It includes useful genome and phylogenetic tree visualization methods for the bioinformatics field. More detailed documentation is available [here](https://Avatar-Cognition.github.io/pyCirclizely/).

![pyCirclizely_gallery.png](https://raw.githubusercontent.com/Avatar-Cognition/pyCirclizely/main/docs/images/pyCirclizely_gallery.png)\
**Fig.1 pyCirclizely example plot gallery**

## Installation

`Python 3.10 or later` is required for installation.

**Install PyPI package:**

```
pip install pycirclizely
```

**Install conda-forge package:**

```
conda install -c conda-forge pycirclizely
```

## API Usage

API usage is described in each of the following sections in the [documentation](https://Avatar-Cognition.github.io/pyCirclizely/).
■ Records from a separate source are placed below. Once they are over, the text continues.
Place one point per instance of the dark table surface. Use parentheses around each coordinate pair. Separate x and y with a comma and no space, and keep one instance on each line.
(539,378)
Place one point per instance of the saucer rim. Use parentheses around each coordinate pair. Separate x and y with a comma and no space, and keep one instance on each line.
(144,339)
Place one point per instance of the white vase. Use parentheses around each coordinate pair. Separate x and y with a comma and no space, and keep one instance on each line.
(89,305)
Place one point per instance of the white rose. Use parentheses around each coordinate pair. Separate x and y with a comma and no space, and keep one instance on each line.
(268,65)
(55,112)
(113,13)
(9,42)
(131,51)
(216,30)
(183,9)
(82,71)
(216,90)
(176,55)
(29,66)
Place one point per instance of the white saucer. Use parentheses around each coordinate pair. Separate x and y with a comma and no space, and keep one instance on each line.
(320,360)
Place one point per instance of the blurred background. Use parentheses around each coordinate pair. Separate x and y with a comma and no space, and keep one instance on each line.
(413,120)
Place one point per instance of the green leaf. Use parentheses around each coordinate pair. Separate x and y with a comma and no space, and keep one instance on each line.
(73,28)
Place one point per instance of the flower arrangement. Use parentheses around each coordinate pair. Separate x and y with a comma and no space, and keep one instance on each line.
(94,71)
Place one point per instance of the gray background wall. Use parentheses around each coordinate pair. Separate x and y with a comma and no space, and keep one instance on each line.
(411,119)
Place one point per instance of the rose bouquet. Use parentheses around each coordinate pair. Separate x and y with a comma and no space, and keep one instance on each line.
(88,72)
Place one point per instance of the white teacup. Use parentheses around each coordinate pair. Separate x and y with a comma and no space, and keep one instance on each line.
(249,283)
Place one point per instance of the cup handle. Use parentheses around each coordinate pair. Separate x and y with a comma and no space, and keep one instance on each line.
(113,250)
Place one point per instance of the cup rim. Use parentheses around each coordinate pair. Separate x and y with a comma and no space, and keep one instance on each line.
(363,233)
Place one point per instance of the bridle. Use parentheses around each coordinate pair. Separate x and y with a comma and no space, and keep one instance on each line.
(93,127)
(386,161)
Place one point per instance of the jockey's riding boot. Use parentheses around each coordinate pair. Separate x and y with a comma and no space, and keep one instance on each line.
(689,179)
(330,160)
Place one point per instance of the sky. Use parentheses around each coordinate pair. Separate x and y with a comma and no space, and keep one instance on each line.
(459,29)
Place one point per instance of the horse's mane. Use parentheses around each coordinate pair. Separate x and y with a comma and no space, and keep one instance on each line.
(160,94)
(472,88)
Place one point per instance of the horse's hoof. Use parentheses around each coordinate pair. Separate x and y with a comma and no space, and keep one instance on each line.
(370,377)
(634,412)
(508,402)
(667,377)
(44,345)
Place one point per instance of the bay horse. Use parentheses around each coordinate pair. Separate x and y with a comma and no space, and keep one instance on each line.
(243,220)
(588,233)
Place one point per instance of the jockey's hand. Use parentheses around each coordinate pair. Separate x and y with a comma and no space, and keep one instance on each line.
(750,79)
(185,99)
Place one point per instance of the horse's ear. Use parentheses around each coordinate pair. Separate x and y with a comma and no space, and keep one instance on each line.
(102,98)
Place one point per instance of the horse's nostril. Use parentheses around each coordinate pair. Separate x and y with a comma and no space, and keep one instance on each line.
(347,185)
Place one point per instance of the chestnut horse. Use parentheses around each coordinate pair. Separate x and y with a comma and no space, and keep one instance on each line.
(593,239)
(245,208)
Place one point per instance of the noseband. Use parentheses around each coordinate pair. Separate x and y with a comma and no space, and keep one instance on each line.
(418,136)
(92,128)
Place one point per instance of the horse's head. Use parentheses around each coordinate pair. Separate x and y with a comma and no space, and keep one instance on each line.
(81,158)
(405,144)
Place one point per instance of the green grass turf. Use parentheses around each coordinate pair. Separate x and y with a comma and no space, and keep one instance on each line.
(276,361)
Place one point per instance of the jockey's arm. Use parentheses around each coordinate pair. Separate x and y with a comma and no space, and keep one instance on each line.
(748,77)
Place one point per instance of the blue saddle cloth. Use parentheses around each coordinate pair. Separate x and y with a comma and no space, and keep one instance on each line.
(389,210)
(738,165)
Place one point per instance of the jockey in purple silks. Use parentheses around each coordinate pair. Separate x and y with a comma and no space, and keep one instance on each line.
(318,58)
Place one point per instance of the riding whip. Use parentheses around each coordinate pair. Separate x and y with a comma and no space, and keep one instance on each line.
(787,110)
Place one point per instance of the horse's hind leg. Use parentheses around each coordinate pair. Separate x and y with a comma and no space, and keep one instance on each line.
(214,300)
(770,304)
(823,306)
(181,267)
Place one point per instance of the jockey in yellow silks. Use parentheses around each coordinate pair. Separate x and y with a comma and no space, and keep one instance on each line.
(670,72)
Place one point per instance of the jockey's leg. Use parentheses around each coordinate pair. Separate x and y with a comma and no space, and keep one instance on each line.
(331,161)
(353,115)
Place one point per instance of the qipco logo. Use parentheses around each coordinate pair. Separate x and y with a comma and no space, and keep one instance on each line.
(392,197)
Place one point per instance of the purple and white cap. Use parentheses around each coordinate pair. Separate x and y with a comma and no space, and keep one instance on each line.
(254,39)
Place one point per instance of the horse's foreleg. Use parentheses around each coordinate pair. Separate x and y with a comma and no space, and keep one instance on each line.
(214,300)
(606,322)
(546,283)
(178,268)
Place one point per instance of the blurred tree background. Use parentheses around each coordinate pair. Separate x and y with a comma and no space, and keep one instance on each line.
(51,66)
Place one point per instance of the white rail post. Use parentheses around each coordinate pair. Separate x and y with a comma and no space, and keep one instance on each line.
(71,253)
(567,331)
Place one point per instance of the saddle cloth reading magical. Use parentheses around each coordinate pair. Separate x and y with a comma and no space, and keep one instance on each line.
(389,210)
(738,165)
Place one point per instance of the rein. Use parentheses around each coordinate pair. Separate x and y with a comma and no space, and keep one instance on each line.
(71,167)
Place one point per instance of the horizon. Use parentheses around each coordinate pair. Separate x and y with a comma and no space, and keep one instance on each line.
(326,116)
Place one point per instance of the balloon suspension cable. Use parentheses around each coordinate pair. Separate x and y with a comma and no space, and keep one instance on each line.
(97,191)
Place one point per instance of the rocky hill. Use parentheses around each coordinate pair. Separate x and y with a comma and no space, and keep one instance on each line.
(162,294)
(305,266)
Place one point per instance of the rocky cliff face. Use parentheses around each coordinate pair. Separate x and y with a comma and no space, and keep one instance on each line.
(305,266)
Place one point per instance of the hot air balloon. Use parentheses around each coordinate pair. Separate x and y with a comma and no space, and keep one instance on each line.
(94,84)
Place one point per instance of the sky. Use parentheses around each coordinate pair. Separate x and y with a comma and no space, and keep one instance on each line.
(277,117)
- [Getting Started](https://Avatar-Cognition.github.io/pyCirclizely/getting_started/)
- [Plot API Example](https://Avatar-Cognition.github.io/pyCirclizely/plot_api_example/)
- [Chord Diagram](https://Avatar-Cognition.github.io/pyCirclizely/chord_diagram/)
- [Radar Chart](https://Avatar-Cognition.github.io/pyCirclizely/radar_chart/)
- [Circos Genomics Plot (Prokaryotes)](https://Avatar-Cognition.github.io/pyCirclizely/circos_plot_prok/)
- [Circos Genomics Plot (Eukaryotes)](https://Avatar-Cognition.github.io/pyCirclizely/circos_plot_euk/)
- [Comparative Genomics](https://Avatar-Cognition.github.io/pyCirclizely/comparative_genomics/)
- [Phylogenetic Tree](https://Avatar-Cognition.github.io/pyCirclizely/phylogenetic_tree/)
- [Plot Tips](https://Avatar-Cognition.github.io/pyCirclizely/plot_tips/)

## Code Example

### 1. Circos Plot

```python
from pycirclizely import Circos
import numpy as np
np.random.seed(0)

# Initialize Circos sectors
sectors = {"A": 10, "B": 15, "C": 12, "D": 20, "E": 15}
circos = Circos(sectors, space=5)

for sector in circos.sectors:
    # Plot sector name
    sector.text(f"Sector: {sector.name}", r=110, font=dict(size=15))
    # Create x positions & random y values
    x = np.arange(sector.start, sector.end) + 0.5
    y = np.random.randint(0, 100, len(x))
    # Plot lines
    track1 = sector.add_track((80, 100), r_pad_ratio=0.1)
    track1.xticks_by_interval(interval=1)
    track1.axis()
    track1.line(x, y)
    # Plot points 
    track2 = sector.add_track((55, 75), r_pad_ratio=0.1)
    track2.axis()
    track2.scatter(x, y)
    # Plot bars
    track3 = sector.add_track((30, 50), r_pad_ratio=0.1)
    track3.axis()
    track3.bar(x, y)

# Plot links 
circos.link(("A", 0, 3), ("B", 15, 12))
circos.link(("B", 0, 3), ("C", 7, 11), fillcolor="skyblue")
circos.link(("C", 2, 5), ("E", 15, 12), fillcolor="chocolate", direction=1)
circos.link(
    ("D", 3, 5), ("D", 18, 15), fillcolor="lime", 
    line=dict(color="black", width=0.5), direction=2,
)
circos.link(
    ("D", 8, 10), ("E", 2, 8), fillcolor="violet",
    line=dict(color="red", width=1.0, dash="dash"),
)

fig = circos.plotfig()
fig.write_image("example01.png", format="png")
```

![example01.png](https://raw.githubusercontent.com/Avatar-Cognition/pyCirclizely/main/docs/images/example01.png)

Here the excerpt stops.